8. The method according to claim 7, characterized in that: When determining consistency, the consistency arbitration service generates anomaly scores based on the deviation of candidate results from the arbitration output and timeout information, and obtains a set of abnormal execution bodies based on the relationship between the anomaly scores and thresholds. The set of abnormal execution bodies is used by the execution body scheduling service to determine the removal priority and replacement range.
9. The method according to claim 7, characterized in that: When the execution scheduling service selects candidate executions from the candidate protection domain pool, it forms a candidate score based on the heterogeneous attributes and health availability markers of the candidate executions, and selects the candidate execution with the best score for replacement.

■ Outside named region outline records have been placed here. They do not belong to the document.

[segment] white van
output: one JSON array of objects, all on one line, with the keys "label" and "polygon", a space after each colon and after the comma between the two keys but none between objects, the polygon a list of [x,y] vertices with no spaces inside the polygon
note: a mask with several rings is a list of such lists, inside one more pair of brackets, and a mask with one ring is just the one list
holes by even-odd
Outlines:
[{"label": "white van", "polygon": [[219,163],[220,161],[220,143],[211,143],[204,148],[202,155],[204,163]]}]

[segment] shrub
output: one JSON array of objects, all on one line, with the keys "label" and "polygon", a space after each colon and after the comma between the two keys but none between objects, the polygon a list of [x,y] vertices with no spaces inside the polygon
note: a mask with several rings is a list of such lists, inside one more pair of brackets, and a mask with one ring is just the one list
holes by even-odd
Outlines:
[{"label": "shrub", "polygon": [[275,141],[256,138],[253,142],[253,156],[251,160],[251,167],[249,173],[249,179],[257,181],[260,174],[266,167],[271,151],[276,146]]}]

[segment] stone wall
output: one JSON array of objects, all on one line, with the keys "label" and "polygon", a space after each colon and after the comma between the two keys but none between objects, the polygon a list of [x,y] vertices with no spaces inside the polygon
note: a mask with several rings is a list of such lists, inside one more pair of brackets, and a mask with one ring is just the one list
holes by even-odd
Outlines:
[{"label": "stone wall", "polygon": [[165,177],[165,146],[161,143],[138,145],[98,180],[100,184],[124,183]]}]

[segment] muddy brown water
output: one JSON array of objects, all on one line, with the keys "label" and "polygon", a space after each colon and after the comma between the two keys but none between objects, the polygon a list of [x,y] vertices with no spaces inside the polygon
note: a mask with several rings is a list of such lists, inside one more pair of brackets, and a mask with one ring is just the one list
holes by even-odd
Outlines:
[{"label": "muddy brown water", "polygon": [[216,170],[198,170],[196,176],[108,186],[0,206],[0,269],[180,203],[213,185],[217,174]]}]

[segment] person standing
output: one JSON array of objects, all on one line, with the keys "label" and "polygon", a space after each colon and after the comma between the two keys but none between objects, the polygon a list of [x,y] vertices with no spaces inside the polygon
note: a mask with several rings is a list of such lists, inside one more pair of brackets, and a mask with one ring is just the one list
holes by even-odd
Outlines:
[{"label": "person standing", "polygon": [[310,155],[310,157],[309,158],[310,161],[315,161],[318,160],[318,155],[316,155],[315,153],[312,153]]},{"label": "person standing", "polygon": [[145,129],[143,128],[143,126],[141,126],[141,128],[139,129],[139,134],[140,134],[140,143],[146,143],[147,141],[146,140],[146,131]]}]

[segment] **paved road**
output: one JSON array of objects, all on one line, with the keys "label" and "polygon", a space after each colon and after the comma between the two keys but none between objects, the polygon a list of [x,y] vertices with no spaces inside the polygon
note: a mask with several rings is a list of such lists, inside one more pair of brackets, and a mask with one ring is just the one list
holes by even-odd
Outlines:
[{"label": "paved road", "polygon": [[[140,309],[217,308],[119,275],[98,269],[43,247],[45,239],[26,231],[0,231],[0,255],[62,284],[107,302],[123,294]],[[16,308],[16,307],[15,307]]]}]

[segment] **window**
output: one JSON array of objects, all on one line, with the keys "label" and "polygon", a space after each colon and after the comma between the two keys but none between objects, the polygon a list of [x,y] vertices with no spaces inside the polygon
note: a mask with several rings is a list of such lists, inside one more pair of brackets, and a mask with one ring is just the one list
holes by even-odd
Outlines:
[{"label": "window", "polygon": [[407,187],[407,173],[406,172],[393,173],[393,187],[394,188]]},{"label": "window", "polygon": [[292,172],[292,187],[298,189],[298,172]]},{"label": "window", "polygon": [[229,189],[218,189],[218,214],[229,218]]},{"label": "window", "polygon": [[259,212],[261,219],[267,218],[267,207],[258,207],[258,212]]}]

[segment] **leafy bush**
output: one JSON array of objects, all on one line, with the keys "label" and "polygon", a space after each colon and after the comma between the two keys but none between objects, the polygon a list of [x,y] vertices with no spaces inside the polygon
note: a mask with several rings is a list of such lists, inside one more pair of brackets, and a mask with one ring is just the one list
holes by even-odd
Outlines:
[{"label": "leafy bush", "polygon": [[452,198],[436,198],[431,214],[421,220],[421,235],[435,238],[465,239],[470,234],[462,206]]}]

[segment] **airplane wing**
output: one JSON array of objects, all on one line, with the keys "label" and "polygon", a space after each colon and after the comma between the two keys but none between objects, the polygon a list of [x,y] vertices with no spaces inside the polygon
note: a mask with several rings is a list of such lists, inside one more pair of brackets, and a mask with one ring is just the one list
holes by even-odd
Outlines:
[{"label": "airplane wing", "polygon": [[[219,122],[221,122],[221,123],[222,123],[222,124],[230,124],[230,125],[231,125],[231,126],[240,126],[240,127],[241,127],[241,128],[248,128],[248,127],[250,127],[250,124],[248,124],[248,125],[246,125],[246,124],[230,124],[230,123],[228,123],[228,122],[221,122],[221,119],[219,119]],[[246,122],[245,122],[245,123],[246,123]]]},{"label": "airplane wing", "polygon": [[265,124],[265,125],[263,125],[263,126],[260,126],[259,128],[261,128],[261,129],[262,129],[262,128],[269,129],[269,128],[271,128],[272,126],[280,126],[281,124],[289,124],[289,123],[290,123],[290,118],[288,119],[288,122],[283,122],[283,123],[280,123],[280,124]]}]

The controlled replacement and reconstruction includes the address space configuration, communication endpoint configuration, and controlled memory mapping configuration of the new protection domain, and synchronously updates the online instance list and distribution strategy parameters of the request distribution service.
10. The method according to claim 7, characterized in that: When a critical user-space service of the request distribution service, consistency arbitration service, or execution body scheduling service crashes, experiences unauthorized access, makes an abnormal system call, or remains unresponsive for an extended period, kernel fallback cleanup is triggered. After kernel fallback cleanup is completed, the system enters a reinitializable and reconstructable state, and the user-space initialization and scheduling mechanism restarts the request distribution service, consistency arbitration service, and execution body scheduling service according to the startup sequence, and rebuilds the online user-space service cluster based on the candidate protection domain pool.